Le métier a beaucoup évolué ces dernières années, avec la parité et l'alternance imposées sur les listes, il y a autant d'hommes que de femmes politiques. (...) Néanmoins, il y a moins de femmes à la tête des intercommunalités ou des conseils départementaux.

Oui à la tête, il y a un plafond de verre, il y a un problème.

Si il y a un problème, il n’est pas conscientisé, personne ne dit je ne veux pas d’elle car c’est une femme. Mais, il y a des réflexes acquis depuis si longtemps, qu’on a fini par penser qu’il était normal que les femmes ne soient pas là.

Est-ce qu'aussi les femmes s’autocensurent ?

Oui. Elles s’autocensurent en voulant bien faire, par pudeur ou par modestie, or tous les hommes n’ont pas ce type de problématique. 

Christiane Taubira, disait encore récemment : “la politique est un milieu violent inhospitalier aux femmes.

C’est un milieu violent inhospitalier tout court. C’est dur pour tout le monde. Il y a des rivalités et des désaccords. Un milieu dans lequel on s'exprime de manière extrêmement dure et brutale. En revanche, il est vrai que c’est encore plus dur quand on est une femme et une femme jeune.

Vous avez aussi un mandat d’élue, vous êtes conseillère municipale, votre objectif est de poursuivre en politique ? Comment vous voyez-vous dans 10 ans ?

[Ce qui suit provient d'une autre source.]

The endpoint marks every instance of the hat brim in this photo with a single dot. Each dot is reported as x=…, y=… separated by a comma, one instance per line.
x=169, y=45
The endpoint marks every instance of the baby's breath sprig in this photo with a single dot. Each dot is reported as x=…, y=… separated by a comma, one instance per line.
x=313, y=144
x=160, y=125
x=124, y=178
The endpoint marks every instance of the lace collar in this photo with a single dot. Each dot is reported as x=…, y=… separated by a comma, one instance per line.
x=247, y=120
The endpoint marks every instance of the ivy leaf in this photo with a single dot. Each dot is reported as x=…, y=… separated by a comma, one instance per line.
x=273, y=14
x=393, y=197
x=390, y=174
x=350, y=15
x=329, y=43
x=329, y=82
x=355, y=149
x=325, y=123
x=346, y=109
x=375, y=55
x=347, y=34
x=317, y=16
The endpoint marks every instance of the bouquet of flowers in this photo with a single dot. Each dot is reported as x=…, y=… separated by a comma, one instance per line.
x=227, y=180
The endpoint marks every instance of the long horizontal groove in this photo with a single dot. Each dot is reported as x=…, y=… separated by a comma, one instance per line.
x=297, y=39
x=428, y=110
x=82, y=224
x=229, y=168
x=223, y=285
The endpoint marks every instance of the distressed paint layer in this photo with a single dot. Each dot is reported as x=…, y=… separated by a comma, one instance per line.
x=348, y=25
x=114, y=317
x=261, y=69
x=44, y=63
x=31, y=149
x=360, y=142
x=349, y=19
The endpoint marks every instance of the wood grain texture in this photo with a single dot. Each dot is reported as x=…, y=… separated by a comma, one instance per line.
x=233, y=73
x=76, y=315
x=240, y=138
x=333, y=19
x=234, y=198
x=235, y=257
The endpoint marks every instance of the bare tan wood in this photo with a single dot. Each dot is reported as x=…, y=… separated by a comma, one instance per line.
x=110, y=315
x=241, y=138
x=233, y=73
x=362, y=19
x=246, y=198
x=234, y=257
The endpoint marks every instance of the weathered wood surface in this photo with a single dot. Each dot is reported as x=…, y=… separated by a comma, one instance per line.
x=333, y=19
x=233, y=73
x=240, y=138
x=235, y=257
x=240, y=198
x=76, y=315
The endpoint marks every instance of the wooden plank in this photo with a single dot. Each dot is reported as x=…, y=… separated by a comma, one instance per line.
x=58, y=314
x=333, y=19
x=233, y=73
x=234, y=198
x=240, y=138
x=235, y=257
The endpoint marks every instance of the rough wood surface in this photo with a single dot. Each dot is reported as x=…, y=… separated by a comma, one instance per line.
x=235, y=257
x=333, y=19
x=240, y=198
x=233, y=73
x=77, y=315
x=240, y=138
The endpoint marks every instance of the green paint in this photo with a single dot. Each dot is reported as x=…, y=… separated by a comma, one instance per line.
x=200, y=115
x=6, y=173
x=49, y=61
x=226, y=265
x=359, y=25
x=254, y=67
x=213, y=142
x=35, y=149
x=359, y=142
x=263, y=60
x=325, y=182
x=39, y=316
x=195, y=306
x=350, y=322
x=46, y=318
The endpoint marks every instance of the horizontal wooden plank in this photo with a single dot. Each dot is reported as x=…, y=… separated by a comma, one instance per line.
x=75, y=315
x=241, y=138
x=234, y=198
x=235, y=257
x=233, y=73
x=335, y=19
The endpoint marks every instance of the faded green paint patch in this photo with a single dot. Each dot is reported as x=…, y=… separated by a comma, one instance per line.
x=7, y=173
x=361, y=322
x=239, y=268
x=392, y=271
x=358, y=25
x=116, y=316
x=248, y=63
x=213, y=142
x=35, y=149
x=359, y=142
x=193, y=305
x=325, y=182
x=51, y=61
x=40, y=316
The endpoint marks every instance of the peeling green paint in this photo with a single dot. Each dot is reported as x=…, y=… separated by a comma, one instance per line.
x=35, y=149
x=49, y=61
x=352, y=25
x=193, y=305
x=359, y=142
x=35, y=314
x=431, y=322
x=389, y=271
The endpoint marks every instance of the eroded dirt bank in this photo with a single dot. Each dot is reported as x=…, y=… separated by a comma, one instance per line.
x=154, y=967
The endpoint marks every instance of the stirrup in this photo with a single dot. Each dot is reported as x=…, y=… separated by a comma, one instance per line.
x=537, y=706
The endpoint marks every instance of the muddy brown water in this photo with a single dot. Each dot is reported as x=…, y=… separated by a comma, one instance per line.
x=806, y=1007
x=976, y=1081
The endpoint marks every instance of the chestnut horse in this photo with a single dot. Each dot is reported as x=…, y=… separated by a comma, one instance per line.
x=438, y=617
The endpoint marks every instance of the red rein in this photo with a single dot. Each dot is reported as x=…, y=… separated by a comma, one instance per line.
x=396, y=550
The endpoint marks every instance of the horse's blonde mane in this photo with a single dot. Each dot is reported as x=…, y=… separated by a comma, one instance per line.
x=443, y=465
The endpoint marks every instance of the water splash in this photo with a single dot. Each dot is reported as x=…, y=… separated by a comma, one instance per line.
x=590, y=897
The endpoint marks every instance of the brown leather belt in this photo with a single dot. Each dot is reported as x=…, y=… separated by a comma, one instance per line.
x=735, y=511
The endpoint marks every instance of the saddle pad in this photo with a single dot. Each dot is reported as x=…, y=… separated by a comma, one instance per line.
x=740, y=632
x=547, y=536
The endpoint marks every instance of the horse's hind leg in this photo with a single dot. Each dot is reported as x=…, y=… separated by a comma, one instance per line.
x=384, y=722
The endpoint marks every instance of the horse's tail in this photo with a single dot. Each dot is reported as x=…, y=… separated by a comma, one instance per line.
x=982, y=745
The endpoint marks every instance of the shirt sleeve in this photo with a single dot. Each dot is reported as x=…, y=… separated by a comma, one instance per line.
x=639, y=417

Oui j’aimerais poursuivre en politique pour mon territoire mosellan et pour le Grand Est où je connaîs bien les enjeux, les problématiques, la population. Plus on connaît, plus on a envie de faire, c’est entraînant, quand on engage un projet, on a envie qu’il dure plus d’un mandat. 

Pour vous, est-ce qu’aujourd’hui il y a encore des freins à l’émancipation des femmes ? 

Je pense qu’il y a un certain nombre de femmes qui freinent leur émancipation, contraintes d’assumer un certain nombre de tâches. Il y a des contraintes qu’on nous a transmises dont on n'arrive pas à se détacher. 

On voit aussi qu’il y a toujours des inégalités salariales littéralement intolérables. 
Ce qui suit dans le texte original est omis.